Async + LLM gateway APIs returning 5xx

Incident Report for AssemblyAI

Postmortem

Summary: January 29 Outage

On January 29, our Async Transcription and LLM Gateway went down for 25 minutes, followed by two hours of degraded performance. Here's what happened.

Our traffic has been steadily increasing and we received an influx of batch transcription jobs that were higher than usual. Autoscaling did what it should—spun up workers. We ran out of spot instances, fell back to on-demand, then hit AWS's Elastic Network Interface limit. Every ECS task needs an ENI. With no ENIs available, our authentication service couldn't rotate its tasks. It scaled to zero. Everything stopped.

When we tried to recover, a Lambda function meant to help with failures was hammering the AWS API with describe calls, rate-limiting the very operations we needed to bring things back. A tool built for recovery was blocking recovery.

What actually went wrong:

We didn't monitor ENI utilization and our authentication service shared resources with batch workers. Traffic spike in one starved the other.

What we're doing:

Short-term: ENI alerts, isolate auth on dedicated capacity, fix the Lambda.

Medium-term: Full multi-region for everything.

This was preventable. We had the warning signs and didn't connect them. We're sorry, and we're fixing it.

Posted Feb 05, 2026 - 18:35 UTC

Resolved

We have cleared the backlog, and turnaround times are back to normal. Our team continues to actively monitor the situation.
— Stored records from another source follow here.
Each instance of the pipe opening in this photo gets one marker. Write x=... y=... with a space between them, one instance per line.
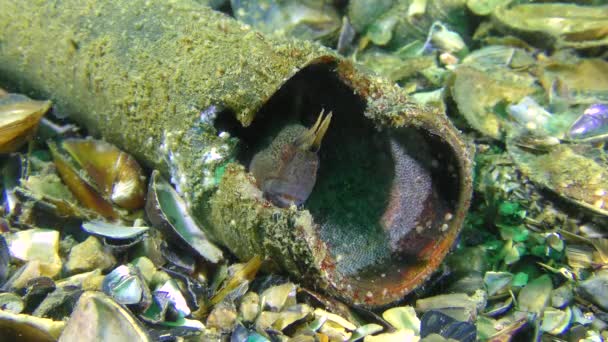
x=384 y=197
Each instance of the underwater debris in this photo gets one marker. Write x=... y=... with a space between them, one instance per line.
x=310 y=20
x=19 y=118
x=152 y=115
x=97 y=317
x=100 y=175
x=168 y=213
x=592 y=124
x=554 y=25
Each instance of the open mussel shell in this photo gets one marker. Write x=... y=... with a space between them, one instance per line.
x=554 y=24
x=394 y=181
x=19 y=117
x=168 y=212
x=574 y=172
x=97 y=317
x=26 y=328
x=100 y=175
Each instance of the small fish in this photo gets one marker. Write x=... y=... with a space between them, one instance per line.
x=592 y=124
x=286 y=171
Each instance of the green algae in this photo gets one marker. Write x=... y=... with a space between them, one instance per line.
x=143 y=75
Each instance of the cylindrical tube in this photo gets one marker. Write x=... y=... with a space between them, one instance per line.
x=394 y=181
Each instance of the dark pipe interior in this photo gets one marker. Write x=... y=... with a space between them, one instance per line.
x=358 y=166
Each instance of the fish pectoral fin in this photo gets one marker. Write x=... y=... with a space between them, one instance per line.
x=311 y=139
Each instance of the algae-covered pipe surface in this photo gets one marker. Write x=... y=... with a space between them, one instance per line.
x=193 y=93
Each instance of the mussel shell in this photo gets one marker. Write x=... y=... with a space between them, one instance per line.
x=97 y=317
x=20 y=327
x=5 y=259
x=168 y=212
x=19 y=117
x=151 y=115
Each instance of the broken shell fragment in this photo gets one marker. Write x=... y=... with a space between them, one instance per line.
x=21 y=327
x=12 y=303
x=126 y=285
x=312 y=20
x=40 y=245
x=88 y=256
x=555 y=25
x=592 y=124
x=100 y=175
x=112 y=230
x=571 y=171
x=19 y=117
x=168 y=212
x=402 y=192
x=97 y=317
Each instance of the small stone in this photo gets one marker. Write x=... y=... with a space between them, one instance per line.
x=222 y=317
x=37 y=244
x=250 y=306
x=278 y=297
x=29 y=271
x=146 y=267
x=89 y=255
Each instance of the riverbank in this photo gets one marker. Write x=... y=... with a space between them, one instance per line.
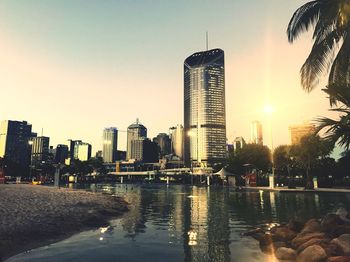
x=298 y=189
x=32 y=216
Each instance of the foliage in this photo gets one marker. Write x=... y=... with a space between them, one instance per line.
x=258 y=156
x=308 y=153
x=330 y=20
x=337 y=131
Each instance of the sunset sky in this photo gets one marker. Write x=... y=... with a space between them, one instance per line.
x=74 y=67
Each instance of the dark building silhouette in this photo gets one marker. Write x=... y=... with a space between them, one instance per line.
x=14 y=144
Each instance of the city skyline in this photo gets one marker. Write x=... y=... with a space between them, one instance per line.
x=71 y=64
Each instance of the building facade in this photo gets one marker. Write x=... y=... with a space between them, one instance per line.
x=110 y=145
x=177 y=140
x=135 y=131
x=145 y=150
x=239 y=143
x=82 y=151
x=256 y=133
x=204 y=108
x=299 y=131
x=14 y=142
x=164 y=143
x=40 y=150
x=61 y=154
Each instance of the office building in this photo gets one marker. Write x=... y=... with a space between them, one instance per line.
x=145 y=150
x=135 y=131
x=204 y=108
x=238 y=143
x=177 y=140
x=164 y=143
x=256 y=135
x=61 y=154
x=299 y=131
x=110 y=145
x=82 y=151
x=40 y=150
x=14 y=143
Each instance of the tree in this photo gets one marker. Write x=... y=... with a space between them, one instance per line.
x=337 y=131
x=331 y=22
x=258 y=156
x=308 y=153
x=282 y=159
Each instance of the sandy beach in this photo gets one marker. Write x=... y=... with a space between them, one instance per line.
x=32 y=216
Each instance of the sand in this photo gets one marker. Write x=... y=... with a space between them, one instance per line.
x=33 y=216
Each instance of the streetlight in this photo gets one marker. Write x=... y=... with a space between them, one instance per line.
x=268 y=109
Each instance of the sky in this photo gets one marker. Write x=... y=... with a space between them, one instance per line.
x=74 y=67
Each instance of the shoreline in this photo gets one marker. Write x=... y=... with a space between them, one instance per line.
x=34 y=216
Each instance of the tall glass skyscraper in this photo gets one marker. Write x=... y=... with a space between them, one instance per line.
x=204 y=108
x=136 y=131
x=110 y=144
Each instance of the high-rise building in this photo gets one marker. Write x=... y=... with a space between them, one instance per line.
x=14 y=142
x=110 y=145
x=204 y=108
x=61 y=154
x=177 y=140
x=164 y=143
x=82 y=151
x=256 y=136
x=239 y=143
x=299 y=131
x=71 y=147
x=40 y=150
x=145 y=150
x=135 y=131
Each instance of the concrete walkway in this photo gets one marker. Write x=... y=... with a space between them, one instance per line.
x=299 y=189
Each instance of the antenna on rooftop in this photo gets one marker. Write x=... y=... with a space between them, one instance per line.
x=206 y=38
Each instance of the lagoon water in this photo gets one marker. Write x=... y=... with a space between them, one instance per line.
x=185 y=223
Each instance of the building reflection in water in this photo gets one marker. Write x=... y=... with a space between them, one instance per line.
x=207 y=231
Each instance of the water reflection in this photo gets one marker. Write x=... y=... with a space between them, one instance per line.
x=183 y=223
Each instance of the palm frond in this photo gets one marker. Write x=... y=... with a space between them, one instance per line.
x=340 y=70
x=303 y=18
x=319 y=60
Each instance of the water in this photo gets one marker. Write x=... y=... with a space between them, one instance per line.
x=183 y=223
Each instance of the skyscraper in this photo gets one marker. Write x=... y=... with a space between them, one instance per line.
x=299 y=131
x=177 y=136
x=14 y=142
x=135 y=132
x=164 y=143
x=204 y=108
x=40 y=150
x=256 y=136
x=110 y=145
x=82 y=151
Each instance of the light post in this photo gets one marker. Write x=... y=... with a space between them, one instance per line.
x=30 y=143
x=268 y=109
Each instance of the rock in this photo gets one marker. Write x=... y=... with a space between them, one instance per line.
x=344 y=243
x=311 y=226
x=295 y=225
x=279 y=244
x=313 y=241
x=339 y=259
x=283 y=233
x=312 y=253
x=302 y=238
x=253 y=232
x=333 y=250
x=340 y=230
x=331 y=221
x=284 y=253
x=343 y=214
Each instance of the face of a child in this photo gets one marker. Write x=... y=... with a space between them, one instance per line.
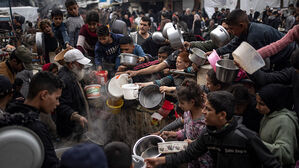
x=73 y=10
x=126 y=48
x=92 y=26
x=57 y=20
x=261 y=106
x=180 y=64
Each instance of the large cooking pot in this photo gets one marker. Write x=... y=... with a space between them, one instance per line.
x=39 y=42
x=147 y=147
x=20 y=148
x=158 y=37
x=128 y=59
x=220 y=36
x=175 y=38
x=150 y=97
x=226 y=70
x=119 y=27
x=197 y=56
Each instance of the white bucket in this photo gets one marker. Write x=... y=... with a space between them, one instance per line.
x=130 y=91
x=248 y=58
We will provide a post-mortem when available.
Posted Jan 29, 2026 - 19:32 UTC

Update

We are continuing to work through the backlog, and turnaround times are improving. Our team continues to actively monitor the situation. We will provide updates as more information becomes available.
Posted Jan 29, 2026 - 19:18 UTC

Update

We are continuing to see requests being completed. We are working through a backlog of requests, resulting in elevated turnaround times while we recover. Our team continues to actively monitor the situation. We will provide updates as more information becomes available.
Posted Jan 29, 2026 - 18:42 UTC

Monitoring

We are seeing requests beginning to successfully complete and have moved to the monitoring phase. Some requests are still returning 500 errors. Our website is down, and logins may be affected. Our team continues to actively investigate and monitor the situation. We will provide updates as more information becomes available.
Posted Jan 29, 2026 - 18:30 UTC

Update

We are seeing requests beginning to successfully complete and have moved to the monitoring phase. Some requests are still returning 500 errors. Our team continues to actively investigate and monitor the situation. We will provide updates as more information becomes available.
Posted Jan 29, 2026 - 18:29 UTC

Update

We are currently investigating an issue affecting our Async and LLM Gateway services, which are returning 500 errors. Our team is actively working to identify and resolve the problem. We will provide updates as more information becomes available.

All streaming API and EU endpoint services are running normally. This incident is isolated to NA API endpoints for async + LLM gateway.
Posted Jan 29, 2026 - 18:09 UTC

Update

We are continuing to investigate this issue.
Posted Jan 29, 2026 - 18:02 UTC

Investigating

We are currently investigating an issue affecting async + LLM gateway services. More updates to come as we learn more.
Posted Jan 29, 2026 - 17:54 UTC
This incident affected: APIs (Asynchronous API, Streaming API, LLM Gateway) and Web (Website, Playground, Dashboard).